It has recently come to my attention that some people suspect that my wife is, in addition to being a senior executive at the largest book publisher in the world, also a spy. This misapprehension is almost entirely my fault. To set the record straight:
In my new novel, "The Expats," a married couple with young sons move to Luxembourg — just as my wife and I did a few years ago (for a job of hers at an American-based technology company) — and it turns out that the wife had been a spy for the entirety of her adult life, and never told her husband.
This fictional family tours around to places like London and Copenhagen and Bavaria, and they go to Paris a lot, and skiing in the French Alps; we did all that too. They live in a duplex with a fireplace in the medieval center of Luxembourg, as we did; their children go to the British-run international school, as did ours. They buy a secondhand Audi in the downtrodden industrial city of Esch-sur-Alzette, but it takes them a frustratingly long time to figure out how to find the car they want, because the word for “station wagon” in French is, bizarrely, "break" (?), a word they choose to ignore when they come across it in the classifieds, because it doesn’t make any sense whatsoever, meanwhile wondering why for the love of God there are no used station wagons for sale in the entire country.
You get the picture: There’s a lot of circumstantial overlap between the fiction and the reality.
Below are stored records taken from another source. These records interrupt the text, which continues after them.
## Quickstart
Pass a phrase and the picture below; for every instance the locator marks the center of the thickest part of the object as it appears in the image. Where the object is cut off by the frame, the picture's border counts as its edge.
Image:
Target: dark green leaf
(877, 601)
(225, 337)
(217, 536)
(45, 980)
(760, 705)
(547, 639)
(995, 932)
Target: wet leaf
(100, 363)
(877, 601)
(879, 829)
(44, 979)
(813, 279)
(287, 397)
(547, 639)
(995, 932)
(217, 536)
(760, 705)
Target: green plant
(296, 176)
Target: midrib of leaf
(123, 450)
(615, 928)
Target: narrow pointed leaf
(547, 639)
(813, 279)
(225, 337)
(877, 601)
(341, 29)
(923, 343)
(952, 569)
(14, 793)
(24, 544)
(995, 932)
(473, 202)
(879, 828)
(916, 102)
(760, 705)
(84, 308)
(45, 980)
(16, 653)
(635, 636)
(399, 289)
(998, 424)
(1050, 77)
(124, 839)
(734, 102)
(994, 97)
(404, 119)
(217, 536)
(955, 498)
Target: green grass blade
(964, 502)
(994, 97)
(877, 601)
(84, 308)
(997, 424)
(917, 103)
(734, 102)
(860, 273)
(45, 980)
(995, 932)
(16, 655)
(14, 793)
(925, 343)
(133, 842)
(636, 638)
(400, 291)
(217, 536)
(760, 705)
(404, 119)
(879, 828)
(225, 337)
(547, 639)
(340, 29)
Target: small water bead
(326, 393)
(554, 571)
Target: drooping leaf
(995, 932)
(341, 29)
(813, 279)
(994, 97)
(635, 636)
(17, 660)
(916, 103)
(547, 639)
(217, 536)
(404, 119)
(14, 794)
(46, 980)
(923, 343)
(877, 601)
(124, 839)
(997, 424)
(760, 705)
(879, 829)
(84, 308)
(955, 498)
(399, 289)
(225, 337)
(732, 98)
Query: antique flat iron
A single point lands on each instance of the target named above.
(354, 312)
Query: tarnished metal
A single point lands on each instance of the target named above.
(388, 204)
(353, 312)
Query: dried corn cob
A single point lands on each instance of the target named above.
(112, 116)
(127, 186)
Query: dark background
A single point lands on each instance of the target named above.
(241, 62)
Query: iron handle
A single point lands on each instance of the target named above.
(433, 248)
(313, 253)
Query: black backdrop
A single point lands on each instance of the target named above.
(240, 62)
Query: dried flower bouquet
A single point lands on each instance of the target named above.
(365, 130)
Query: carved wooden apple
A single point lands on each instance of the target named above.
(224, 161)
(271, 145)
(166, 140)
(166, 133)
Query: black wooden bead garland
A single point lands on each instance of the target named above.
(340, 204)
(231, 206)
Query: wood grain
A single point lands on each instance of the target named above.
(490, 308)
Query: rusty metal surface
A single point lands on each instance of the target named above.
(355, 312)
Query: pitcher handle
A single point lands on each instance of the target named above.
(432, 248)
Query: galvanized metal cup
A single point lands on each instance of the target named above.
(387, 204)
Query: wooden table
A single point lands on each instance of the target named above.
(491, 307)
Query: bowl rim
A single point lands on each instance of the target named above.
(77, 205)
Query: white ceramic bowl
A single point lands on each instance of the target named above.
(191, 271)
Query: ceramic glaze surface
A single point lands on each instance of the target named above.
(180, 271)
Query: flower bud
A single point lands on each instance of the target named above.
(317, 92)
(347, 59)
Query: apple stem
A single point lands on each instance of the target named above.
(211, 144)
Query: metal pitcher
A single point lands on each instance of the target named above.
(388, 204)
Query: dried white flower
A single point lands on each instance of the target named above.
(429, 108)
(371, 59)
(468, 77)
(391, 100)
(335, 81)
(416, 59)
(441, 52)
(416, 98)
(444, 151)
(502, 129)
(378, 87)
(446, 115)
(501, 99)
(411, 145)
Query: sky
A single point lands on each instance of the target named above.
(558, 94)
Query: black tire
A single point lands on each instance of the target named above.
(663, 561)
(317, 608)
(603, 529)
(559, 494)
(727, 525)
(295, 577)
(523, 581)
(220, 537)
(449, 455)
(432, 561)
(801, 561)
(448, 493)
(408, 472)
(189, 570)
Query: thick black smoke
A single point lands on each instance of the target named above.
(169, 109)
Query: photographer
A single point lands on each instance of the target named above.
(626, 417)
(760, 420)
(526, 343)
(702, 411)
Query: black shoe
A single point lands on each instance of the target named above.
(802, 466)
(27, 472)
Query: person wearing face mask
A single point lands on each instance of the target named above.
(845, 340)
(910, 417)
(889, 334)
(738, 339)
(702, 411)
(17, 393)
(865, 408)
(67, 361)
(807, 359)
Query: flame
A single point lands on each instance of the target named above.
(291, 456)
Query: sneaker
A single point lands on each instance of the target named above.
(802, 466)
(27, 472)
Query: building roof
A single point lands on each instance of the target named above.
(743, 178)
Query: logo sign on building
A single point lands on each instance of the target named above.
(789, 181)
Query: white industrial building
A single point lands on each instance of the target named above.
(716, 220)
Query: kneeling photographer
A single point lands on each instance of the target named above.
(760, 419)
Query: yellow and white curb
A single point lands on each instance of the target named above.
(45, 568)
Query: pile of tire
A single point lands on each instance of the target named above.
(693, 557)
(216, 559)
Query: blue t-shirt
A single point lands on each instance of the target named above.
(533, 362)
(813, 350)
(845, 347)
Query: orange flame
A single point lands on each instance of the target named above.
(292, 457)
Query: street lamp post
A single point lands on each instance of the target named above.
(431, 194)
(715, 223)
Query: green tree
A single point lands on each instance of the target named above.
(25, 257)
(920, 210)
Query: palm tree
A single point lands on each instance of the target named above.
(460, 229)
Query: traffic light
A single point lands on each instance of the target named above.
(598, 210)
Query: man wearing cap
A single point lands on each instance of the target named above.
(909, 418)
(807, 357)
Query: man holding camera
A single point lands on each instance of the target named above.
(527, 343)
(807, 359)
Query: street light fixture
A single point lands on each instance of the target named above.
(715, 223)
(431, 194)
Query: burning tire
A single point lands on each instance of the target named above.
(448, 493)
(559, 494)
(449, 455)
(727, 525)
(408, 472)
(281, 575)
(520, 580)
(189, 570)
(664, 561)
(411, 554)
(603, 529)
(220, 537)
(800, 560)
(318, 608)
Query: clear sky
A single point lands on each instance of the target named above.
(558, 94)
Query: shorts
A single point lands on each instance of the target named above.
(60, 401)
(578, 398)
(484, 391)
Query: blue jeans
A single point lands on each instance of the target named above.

Yes, now that I reread certain passages, I have to concede that some of the dialogue seems to be lifted more or less verbatim from real-life conversations in my household. And, OK, I can’t deny that my nonfictional wife and my fictional heroine share some personality traits: They’re both smarter than their husbands, for example.
Here’s the part that’s not my fault: The book’s jacket is dominated by a silhouette of a woman who — there’s really no way around this — looks a great deal like my wife. My publisher designed the jacket, so this bit is entirely their fault. (I’m pretty sure they did it on purpose, as some weird type of Valerie Plame-like leak, possibly as retaliation for my wife’s habit of wandering around their building, barking orders at people. I lightly objected, something along the lines of “Doesn’t this look too much like my wife?” My editor stared at me as if to say, What are you, an idiot? Of course it looks like her.)
Actually, I’ve got to admit that there are certain, shall we say, holes in the narrative of my wife’s youth that I’ve chosen to not examine closely. Her internship in the U.S. Senate. Her year-long trip around the world with the boyfriend who, apparently, didn’t return to the States, and ended up, if I’m not mistaken, in Morocco. Her summer job in Venice. Her nonspecifically “European” godmother married to the British Lord with the houses in London and St. Tropez. Her months spent supposedly waitressing in Paris. What type of recent Harvard graduate in art history (supposedly) takes a job waitressing in Paris? At a vegetarian restaurant, for crying out loud? Vegetarians? In Paris? I don’t think so.
When it comes right down to it, I frankly don’t understand the point of all these “business” trips. To places like Munich, Berlin, Frankfurt, Mallorca (Mallorca?), and, now that I think of it, Istanbul. What sort of business could an American book-publishing executive have in Istanbul? Absolutely none, that’s what.
Hmm.
OK, now that it’s all enumerated in detail like this, I can’t deny that it’s looking pretty bad. So maybe I’m not absolutely, definitely certain that my wife is not a spy.